What is worse, while physical distancing has proven effective in reducing COVID-19 contagions, it directly undermines real-world social interactions, networks and bonds among people. This highlights the importance of promoting “wellness,” which is the active pursuit of activities, choices and lifestyles that lead to a state of overall health.

Wellness is multidimensional and leads to holistic health, happiness and well-being. Physical, mental and social wellness are the most salient dimensions. Wellness is central to development and is, in fact, one of the U.N. Sustainable Development Goals (goal No. 3), stating that countries should “ensure healthy lives and promote well-being for everybody, at all ages.”

To keep high levels of wellness even while social distancing, access to digital platforms such as social networking services will be crucial. Digital learning opportunities will also be essential to ensure that students continue to study at home during the COVID-19 pandemic.

Governments in Asia and the Pacific, as well as in other regions, can play a critical role in mitigating the digital divide--the unequal access to online services--by increasing investment in information and communications infrastructure and making their services affordable and inclusive.

In addition, governments can support public infrastructure that promotes overall wellness, including walkways, bicycle lanes, parks, recreation centers and free sporting facilities. This will increase the number of people who participate in recreational physical activities on a regular basis. Such activities can also promote mental wellness.

In Asia and the Pacific, the recreational physical activity participation rate is at 33.2 percent, below the global average of 35.5 percent. Public infrastructure and programs for wellness are especially important for poorer people, who usually lack access to private wellness facilities such as fitness centers.

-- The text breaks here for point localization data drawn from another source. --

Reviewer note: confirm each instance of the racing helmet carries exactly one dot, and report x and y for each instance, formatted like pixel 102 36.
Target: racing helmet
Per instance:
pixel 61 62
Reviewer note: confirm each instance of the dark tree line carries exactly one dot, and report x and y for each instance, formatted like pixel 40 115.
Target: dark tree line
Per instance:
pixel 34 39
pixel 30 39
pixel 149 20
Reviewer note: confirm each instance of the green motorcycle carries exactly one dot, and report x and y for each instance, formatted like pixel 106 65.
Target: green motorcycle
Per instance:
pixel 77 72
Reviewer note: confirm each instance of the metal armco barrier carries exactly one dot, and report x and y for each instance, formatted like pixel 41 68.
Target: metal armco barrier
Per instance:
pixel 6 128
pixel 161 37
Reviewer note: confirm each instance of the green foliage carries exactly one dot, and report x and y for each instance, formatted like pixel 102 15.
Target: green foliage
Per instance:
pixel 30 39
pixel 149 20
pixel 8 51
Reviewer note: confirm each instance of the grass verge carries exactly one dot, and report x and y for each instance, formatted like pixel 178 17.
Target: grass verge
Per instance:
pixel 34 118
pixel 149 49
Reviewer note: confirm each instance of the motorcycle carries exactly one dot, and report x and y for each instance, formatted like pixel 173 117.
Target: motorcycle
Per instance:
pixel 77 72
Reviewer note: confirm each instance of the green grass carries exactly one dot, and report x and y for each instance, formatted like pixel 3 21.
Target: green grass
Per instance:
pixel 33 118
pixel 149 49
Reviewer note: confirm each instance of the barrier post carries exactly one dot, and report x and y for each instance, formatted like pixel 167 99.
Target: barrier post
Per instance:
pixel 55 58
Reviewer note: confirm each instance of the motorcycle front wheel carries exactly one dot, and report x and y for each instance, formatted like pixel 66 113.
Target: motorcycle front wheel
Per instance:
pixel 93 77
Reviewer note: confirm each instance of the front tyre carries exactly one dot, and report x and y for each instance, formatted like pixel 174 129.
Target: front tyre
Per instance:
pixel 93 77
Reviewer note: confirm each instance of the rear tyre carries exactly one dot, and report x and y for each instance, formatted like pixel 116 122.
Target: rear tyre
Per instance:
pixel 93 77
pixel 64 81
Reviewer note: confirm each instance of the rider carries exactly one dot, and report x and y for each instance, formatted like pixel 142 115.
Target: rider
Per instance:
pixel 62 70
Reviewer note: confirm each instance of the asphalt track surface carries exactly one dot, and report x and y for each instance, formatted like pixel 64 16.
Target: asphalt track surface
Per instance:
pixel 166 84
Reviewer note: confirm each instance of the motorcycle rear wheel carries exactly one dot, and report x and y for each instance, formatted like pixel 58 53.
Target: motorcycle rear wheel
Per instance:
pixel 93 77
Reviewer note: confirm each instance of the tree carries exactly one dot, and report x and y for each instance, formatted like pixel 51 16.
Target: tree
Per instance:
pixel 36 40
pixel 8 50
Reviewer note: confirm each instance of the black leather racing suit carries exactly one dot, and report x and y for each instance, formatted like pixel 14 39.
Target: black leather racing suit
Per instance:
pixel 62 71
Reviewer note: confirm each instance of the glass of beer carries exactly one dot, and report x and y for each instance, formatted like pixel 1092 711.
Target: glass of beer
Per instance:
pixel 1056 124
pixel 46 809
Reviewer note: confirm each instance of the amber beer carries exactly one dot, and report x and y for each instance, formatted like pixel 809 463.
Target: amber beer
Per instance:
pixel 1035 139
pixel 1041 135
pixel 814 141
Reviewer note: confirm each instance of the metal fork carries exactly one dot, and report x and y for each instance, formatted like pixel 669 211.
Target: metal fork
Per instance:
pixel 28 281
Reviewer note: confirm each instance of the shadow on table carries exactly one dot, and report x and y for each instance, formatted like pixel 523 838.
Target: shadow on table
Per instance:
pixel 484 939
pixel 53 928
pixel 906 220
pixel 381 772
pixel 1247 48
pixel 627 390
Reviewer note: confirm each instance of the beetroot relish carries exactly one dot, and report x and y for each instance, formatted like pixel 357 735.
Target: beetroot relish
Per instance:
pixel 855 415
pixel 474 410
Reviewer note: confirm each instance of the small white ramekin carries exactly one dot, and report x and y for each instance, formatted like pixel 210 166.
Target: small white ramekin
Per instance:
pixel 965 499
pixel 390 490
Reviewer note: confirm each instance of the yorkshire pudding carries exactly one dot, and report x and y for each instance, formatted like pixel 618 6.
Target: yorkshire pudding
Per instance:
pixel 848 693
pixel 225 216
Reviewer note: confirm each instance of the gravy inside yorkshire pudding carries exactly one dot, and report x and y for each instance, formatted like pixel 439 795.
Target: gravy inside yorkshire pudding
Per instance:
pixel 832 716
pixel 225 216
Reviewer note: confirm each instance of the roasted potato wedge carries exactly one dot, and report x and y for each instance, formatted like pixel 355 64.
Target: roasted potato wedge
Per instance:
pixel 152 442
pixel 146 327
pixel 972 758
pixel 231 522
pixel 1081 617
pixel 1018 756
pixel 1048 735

Promotion of wellness in these ways will ensure robust and sustainable recovery from the pandemic, partly because wellness has been a big part of the global and regional economy even before COVID-19 struck.

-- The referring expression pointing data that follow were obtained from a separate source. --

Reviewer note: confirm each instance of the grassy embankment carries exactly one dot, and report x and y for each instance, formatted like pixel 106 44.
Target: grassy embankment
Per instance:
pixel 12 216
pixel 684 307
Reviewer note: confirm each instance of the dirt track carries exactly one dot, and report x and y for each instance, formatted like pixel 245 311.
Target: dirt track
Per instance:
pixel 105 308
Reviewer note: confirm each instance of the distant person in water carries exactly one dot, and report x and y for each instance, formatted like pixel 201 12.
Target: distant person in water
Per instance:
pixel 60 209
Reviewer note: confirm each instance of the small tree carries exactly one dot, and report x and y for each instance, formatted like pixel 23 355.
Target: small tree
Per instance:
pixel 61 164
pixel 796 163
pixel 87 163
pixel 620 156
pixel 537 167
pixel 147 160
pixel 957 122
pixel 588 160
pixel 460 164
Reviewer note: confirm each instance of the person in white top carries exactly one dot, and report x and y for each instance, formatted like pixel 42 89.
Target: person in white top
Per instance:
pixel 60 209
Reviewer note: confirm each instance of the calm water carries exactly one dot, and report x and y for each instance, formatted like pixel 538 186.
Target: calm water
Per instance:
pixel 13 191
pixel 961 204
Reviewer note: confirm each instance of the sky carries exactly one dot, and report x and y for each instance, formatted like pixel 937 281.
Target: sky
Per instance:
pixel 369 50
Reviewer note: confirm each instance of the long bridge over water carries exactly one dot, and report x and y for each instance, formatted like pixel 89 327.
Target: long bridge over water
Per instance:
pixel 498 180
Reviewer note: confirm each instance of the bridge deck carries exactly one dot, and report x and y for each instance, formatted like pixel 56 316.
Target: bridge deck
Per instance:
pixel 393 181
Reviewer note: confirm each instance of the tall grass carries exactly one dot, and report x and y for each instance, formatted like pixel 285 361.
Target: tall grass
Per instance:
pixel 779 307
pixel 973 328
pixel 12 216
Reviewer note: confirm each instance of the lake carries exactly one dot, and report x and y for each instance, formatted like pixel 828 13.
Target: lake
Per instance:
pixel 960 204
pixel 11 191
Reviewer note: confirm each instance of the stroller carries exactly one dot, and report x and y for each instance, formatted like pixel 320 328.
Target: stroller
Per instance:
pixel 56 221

According to a recent study by the Asian Development Bank, wellness-related industries account for about 5 percent of global GDP, or $4.5 trillion (464.961 trillion yen), in 2018, and about 11 percent of the GDP of developing countries in Asia in 2017--and this is growing by about 10 percent annually.

Wellness tourism, for example, employed 3.74 million people in India, 1.78 million in the People’s Republic of China and 530,000 in Thailand in 2017. Wellness, thus, promotes inclusive growth not only by contributing to employment, especially female employment, but also by fostering the development of micro- and small enterprises.

Wellness, in short, will not only improve the physical and mental health of Asians but can also act as an engine of growth. It is vital for Asia’s post-pandemic recovery.


Yasuyuki Sawada is the chief spokesperson for the Asian Development Bank (ADB) on economic and development trends, and leads the Economic Research and Regional Cooperation Department (ERCD), which publishes the ADB's flagship knowledge products.